Ruth and husband Stathis are young and energetic, but what shines out most is not so much their ability to attract young people, though that is evident (Stathis has a growing group of young folk around him, and is setting out to make videos that reach today’s generation with the gospel via social media, etc.; Ruth has much experience with students). What may be most impressive is their attitude to their ministry. They are getting on with the hard graft of keeping a little church together in a pandemic (like other churches, many of its members are none too tech-savvy). Quietly and undramatically, they are looking for ways to use their time wisely to evangelise, and to build up other believers.

Ruth says that when they studied at the EMF School of Biblical Studies she was amazed at the way churches took her and Stathis to their heart and showed interest in them as a couple.

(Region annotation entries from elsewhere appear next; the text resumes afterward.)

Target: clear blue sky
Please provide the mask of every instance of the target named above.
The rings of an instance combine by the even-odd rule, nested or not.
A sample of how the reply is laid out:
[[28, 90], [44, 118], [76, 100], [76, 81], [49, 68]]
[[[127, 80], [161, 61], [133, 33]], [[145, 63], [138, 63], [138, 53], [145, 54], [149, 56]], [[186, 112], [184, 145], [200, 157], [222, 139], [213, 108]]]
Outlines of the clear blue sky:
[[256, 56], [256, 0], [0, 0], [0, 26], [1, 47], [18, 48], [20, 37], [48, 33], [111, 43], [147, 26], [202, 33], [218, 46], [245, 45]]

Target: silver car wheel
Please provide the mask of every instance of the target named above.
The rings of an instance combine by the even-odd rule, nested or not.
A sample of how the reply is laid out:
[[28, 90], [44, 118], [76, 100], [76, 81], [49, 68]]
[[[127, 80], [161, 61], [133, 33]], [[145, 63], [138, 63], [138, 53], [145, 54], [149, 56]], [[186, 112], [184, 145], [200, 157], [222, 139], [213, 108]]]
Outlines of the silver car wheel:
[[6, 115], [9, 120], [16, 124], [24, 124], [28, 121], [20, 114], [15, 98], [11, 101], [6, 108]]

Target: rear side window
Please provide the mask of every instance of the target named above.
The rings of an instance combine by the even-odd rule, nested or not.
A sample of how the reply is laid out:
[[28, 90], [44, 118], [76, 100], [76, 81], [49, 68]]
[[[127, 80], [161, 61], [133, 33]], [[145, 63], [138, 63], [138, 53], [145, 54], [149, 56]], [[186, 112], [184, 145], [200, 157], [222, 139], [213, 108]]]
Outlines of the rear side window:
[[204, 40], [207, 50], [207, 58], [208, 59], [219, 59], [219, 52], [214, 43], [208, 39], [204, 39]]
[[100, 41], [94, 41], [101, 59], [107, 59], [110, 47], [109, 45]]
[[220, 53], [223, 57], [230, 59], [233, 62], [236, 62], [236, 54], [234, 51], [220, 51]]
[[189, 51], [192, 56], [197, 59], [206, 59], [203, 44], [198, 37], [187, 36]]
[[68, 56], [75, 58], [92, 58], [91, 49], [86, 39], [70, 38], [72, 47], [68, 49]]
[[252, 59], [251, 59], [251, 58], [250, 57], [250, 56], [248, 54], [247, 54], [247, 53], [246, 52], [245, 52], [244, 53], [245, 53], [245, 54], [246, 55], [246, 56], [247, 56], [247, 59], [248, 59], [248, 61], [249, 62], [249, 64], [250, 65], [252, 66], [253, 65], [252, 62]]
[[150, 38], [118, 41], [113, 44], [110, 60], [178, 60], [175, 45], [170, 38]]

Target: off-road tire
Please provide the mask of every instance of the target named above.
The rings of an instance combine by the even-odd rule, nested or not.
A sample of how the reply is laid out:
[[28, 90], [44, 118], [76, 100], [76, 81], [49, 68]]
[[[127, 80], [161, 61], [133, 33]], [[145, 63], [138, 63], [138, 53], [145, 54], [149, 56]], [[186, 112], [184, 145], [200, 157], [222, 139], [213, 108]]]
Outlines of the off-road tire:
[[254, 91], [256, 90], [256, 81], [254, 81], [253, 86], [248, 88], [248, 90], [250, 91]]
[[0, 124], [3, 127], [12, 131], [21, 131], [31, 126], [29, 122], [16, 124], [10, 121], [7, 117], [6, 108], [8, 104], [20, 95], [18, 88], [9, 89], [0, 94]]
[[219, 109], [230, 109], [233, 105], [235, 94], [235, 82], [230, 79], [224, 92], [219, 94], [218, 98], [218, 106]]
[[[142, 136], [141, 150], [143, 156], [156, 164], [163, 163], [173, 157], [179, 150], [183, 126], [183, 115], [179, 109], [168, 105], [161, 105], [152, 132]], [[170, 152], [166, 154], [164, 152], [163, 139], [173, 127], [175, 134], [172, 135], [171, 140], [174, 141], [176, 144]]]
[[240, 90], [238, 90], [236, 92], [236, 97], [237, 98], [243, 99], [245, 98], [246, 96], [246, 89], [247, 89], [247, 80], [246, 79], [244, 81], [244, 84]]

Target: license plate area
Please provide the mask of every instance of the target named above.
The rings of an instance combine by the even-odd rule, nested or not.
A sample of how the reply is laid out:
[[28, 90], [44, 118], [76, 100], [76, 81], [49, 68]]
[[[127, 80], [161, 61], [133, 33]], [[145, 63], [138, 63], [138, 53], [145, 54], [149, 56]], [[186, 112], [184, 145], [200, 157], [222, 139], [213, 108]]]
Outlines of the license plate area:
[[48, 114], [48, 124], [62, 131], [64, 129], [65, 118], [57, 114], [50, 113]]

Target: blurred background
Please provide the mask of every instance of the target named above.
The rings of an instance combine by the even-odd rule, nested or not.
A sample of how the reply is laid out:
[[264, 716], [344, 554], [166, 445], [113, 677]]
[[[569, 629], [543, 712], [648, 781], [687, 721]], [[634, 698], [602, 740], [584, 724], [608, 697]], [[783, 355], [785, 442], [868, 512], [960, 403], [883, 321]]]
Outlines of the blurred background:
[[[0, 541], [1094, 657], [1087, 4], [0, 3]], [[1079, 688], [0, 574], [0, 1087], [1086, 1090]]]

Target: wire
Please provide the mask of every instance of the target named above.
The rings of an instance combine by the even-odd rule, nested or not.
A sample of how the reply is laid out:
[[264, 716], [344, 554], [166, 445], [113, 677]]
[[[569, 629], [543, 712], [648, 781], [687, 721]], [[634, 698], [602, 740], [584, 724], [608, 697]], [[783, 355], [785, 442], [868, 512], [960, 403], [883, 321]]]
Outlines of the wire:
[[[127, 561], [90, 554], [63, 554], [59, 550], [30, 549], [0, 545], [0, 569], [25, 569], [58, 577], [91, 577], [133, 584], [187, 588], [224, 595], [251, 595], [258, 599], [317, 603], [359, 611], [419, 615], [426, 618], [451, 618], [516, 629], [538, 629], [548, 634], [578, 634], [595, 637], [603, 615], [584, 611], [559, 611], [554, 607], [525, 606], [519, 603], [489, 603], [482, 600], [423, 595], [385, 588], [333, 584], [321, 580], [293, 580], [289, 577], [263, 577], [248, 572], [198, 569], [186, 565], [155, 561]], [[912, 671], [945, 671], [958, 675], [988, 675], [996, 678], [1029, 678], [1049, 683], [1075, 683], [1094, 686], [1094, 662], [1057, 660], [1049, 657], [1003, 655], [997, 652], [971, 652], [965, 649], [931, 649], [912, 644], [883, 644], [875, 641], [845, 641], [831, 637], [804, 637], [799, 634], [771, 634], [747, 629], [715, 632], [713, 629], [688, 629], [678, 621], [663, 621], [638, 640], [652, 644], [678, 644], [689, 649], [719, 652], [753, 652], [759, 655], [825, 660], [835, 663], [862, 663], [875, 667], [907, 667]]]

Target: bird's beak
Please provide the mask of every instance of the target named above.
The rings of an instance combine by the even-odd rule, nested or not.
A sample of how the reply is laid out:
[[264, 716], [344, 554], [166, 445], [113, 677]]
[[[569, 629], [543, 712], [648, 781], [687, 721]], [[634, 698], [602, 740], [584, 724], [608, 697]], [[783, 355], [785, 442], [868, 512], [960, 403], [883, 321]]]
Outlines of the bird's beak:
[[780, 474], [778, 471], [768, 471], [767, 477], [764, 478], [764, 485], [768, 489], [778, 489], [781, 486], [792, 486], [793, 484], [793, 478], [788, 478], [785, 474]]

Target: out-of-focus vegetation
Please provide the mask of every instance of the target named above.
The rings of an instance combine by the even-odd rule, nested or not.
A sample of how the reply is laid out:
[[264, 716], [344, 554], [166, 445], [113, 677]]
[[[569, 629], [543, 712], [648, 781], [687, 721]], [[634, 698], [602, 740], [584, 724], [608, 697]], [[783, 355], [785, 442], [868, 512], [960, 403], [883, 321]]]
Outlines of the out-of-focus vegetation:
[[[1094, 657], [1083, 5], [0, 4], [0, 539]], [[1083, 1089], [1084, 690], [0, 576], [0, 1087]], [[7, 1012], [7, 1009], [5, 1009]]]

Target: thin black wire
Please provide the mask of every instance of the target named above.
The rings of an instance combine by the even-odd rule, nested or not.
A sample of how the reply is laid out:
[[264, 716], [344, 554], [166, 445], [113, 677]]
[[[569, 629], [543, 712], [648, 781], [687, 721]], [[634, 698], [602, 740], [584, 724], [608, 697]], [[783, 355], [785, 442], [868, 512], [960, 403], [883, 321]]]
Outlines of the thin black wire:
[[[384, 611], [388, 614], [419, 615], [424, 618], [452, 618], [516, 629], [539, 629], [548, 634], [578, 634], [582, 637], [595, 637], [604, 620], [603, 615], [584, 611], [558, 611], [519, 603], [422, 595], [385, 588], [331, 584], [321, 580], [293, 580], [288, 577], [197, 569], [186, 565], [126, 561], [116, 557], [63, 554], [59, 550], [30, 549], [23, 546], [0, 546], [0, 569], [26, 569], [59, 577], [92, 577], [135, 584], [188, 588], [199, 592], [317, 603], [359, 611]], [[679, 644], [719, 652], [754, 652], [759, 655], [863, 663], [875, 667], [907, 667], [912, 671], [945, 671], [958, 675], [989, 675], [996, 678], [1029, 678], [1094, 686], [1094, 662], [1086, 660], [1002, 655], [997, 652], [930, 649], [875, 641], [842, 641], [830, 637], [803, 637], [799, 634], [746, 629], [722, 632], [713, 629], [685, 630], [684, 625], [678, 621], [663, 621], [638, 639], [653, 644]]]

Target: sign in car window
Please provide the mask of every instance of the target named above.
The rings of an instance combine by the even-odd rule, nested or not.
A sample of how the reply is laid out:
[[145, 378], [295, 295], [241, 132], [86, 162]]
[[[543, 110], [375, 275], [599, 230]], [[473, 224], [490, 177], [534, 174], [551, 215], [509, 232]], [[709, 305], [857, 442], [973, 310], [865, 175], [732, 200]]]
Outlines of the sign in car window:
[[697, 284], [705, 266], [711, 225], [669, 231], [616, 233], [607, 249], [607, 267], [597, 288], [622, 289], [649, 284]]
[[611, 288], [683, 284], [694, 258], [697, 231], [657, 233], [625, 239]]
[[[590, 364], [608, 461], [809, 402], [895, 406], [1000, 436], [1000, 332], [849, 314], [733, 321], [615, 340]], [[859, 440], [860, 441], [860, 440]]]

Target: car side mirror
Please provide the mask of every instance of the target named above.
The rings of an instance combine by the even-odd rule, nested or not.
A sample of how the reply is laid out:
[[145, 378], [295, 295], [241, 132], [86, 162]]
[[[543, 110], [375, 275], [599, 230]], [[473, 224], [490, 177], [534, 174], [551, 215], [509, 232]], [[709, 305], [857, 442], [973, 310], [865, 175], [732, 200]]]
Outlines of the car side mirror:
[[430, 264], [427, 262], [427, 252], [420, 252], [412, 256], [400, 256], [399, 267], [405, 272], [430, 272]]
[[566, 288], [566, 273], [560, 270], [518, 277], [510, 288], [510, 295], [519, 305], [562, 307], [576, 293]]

She still appreciates that warmth shown to them when she found herself in the UK, newly-engaged and missing Greece. “I was amazed” she says, “We are just …people”, shrugging her shoulders to show that she means “ordinary people”. That is just the thing. They are indeed ordinary people, just trying to be faithful to the Lord Jesus, not looking for any kind of glory or status, and simply living out the gospel and working hard in a busy cosmopolitan neighbourhood just down the road from the Acropolis.